Por causa de Paul Poiret, importante estilista para a moda moderna, Schiap começa a desenhar seus primeiros croquis e se apaixona pela arte de criar roupas. Abre sua maison em 1927, e nos anos seguintes colhe os frutos de suas sementes plantadas desde a infância. Os negócios prosperavam, mas a humanidade sofria do grande mal à espreita, a Segunda Guerra Mundial. Em 1940, a guerra já havia sido declarada e o medo era constante.

Como resposta, Schiaparelli junta forças com Salvador Dalí e cria modelos que chamem atenção para o perigo iminente. O Vestido Rasgado (Tear Dress) tem influência da obra de Dalí (Três Jovens Mulheres Surrealistas Segurando em Seus Braços a Pele de uma Orquestra, de 1936) e muitos acreditam ser uma resposta-alerta tanto para Guerra Civil Espanhola, quanto para a propagação do Fascismo na época. Outra criação importante foi o Vestido Esqueleto (Skeleton Dress, de 1938), também em conjunto com Dalí, a peça alude à extrema magreza causada pela fome.


Esses atos considerados rebeldes, de denúncia da guerra e crítica ao conservadorismo, contribuíram para que Schiaparelli fosse acusada de ser uma espiã, mesmo já tendo sido erradicada francesa. Mudou-se às pressas para os Estados Unidos, mas decidida a ajudar, parou de criar roupas e dedicou seu tempo e dinheiro com palestras e doações que fortalecesse os laços entre Estados Unidos e França. Organizou doações em dinheiro e em materiais que ajudassem crianças francesas e fez parte da Cruz Vermelha Americana como enfermeira.

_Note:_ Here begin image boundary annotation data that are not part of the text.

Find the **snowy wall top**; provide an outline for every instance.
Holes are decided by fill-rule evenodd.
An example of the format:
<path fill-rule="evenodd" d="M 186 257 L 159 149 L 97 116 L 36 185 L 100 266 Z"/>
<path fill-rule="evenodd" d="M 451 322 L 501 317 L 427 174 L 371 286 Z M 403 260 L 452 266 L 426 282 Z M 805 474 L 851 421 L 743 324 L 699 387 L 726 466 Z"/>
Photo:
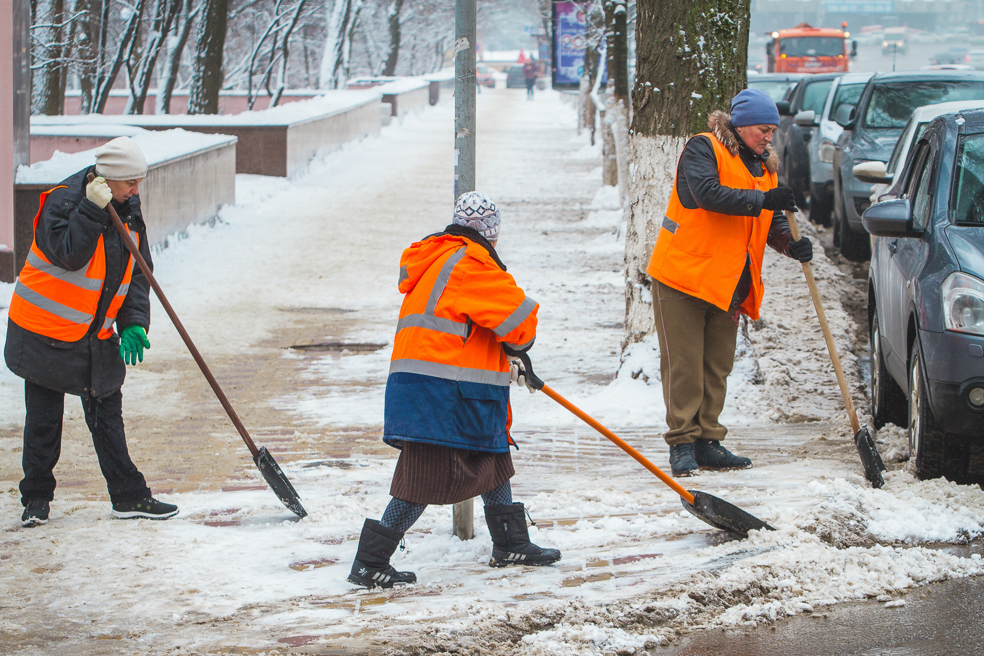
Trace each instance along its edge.
<path fill-rule="evenodd" d="M 110 128 L 111 125 L 103 125 L 103 128 Z M 133 129 L 133 126 L 116 126 L 120 128 Z M 33 130 L 33 126 L 31 126 Z M 153 132 L 150 130 L 140 130 L 136 134 L 127 134 L 133 137 L 144 156 L 147 157 L 149 168 L 154 168 L 167 161 L 180 159 L 188 155 L 209 150 L 218 146 L 235 144 L 237 139 L 228 135 L 211 135 L 201 132 L 187 132 L 185 130 L 161 130 Z M 126 134 L 120 132 L 120 135 Z M 105 135 L 103 135 L 105 136 Z M 119 136 L 119 135 L 115 135 Z M 55 184 L 69 177 L 77 171 L 81 171 L 87 166 L 95 163 L 95 149 L 82 150 L 81 152 L 60 152 L 50 159 L 39 161 L 31 166 L 21 165 L 17 169 L 17 184 Z"/>
<path fill-rule="evenodd" d="M 127 125 L 291 125 L 337 114 L 352 107 L 379 99 L 381 88 L 364 90 L 326 90 L 309 100 L 298 100 L 283 105 L 244 111 L 239 114 L 81 114 L 78 116 L 31 116 L 31 129 L 40 125 L 75 125 L 83 123 L 125 123 Z"/>

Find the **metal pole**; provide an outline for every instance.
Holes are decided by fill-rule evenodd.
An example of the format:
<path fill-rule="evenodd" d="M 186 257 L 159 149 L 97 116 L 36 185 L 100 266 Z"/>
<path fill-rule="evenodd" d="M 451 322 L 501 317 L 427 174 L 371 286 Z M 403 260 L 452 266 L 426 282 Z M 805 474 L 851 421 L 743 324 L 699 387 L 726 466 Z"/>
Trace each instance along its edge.
<path fill-rule="evenodd" d="M 475 0 L 455 3 L 455 200 L 475 190 Z M 475 537 L 474 500 L 455 504 L 455 535 Z"/>

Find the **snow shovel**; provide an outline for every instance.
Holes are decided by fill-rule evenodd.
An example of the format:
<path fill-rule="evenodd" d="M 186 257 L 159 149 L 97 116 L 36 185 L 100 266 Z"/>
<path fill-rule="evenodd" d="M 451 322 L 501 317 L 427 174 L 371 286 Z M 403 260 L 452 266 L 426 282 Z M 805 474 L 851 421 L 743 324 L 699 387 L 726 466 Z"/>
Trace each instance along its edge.
<path fill-rule="evenodd" d="M 528 354 L 521 353 L 519 358 L 523 361 L 523 366 L 524 368 L 523 375 L 526 377 L 526 385 L 533 389 L 541 389 L 547 396 L 573 412 L 579 419 L 593 428 L 595 431 L 614 442 L 619 448 L 635 458 L 641 465 L 655 474 L 660 481 L 670 486 L 675 493 L 680 495 L 680 501 L 683 502 L 683 507 L 687 508 L 687 510 L 695 517 L 703 519 L 714 528 L 719 528 L 722 531 L 729 531 L 731 533 L 737 533 L 743 538 L 747 538 L 748 532 L 752 530 L 762 528 L 766 528 L 770 531 L 775 530 L 762 519 L 759 519 L 753 514 L 749 514 L 737 506 L 729 504 L 723 499 L 718 499 L 713 495 L 708 495 L 707 493 L 701 492 L 700 490 L 685 490 L 682 485 L 674 481 L 666 474 L 666 472 L 649 462 L 645 455 L 629 446 L 625 440 L 609 431 L 587 413 L 584 412 L 581 408 L 545 385 L 543 381 L 541 381 L 536 374 L 533 373 L 533 365 L 529 361 Z"/>
<path fill-rule="evenodd" d="M 799 223 L 796 222 L 796 214 L 786 211 L 786 220 L 789 221 L 789 229 L 792 230 L 793 239 L 799 240 Z M 833 371 L 837 375 L 837 384 L 840 386 L 840 394 L 844 397 L 844 406 L 847 408 L 847 416 L 851 420 L 851 429 L 854 431 L 854 446 L 861 456 L 861 464 L 864 466 L 864 477 L 871 483 L 871 487 L 880 488 L 885 485 L 882 472 L 886 470 L 882 455 L 878 452 L 875 440 L 871 437 L 871 432 L 867 426 L 861 426 L 858 422 L 857 412 L 854 411 L 854 401 L 851 400 L 850 390 L 847 388 L 847 379 L 844 378 L 844 370 L 840 366 L 840 356 L 837 355 L 837 348 L 833 345 L 833 335 L 830 333 L 830 327 L 827 323 L 827 315 L 824 313 L 824 304 L 820 300 L 820 290 L 817 289 L 817 280 L 813 277 L 813 267 L 809 262 L 803 264 L 803 275 L 806 276 L 806 284 L 810 287 L 810 296 L 813 297 L 813 306 L 817 309 L 817 318 L 820 320 L 820 328 L 824 331 L 824 339 L 827 341 L 827 350 L 830 353 L 830 362 L 833 363 Z M 876 335 L 877 337 L 877 335 Z"/>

Após a França ser desocupada, Schiaparelli volta para Paris e encontra uma moda completamente diferente – roupas usuais em detrimento de roupas extravagantes, já que as mulheres durante a guerra entraram de vez no mercado de trabalho e suas roupas se adequam ao ambiente mais acelerado e prático. A maison buscou trazer a regência à tona, com saias longas e mangas caídas, mas sem sucesso. E em 1954, as atividades da marca se encerraram.

A moda luxuosa e vanguardista de uma mulher à frente de seu tempo havia caído no ostracismo, permanecendo nas sombras por mais de 60 anos. Porém, em 2012, a maison Schiaparelli foi reaberta, com o intuito de estimular e transgredir as regras fashion novamente. As peças são assinadas por Daniel Roseberry, que diz o quanto Elsa Schiaparelli refletia “o caos e a esperança da era turbulenta em que ela viveu”.

A criança que sonhava acordada, com universos paralelos e criações mágicas, encontrou alento em ser ela mesma um cosmos plural. Schiaparelli chocou ao ser italiana e depois francesa, filósofa, estilista e também enfermeira. Todos com a invariável consequência de não se esquecer da arte como salvação, e da realização ao perceber que a vida não é sobre se encontrar, mas sobre se criar.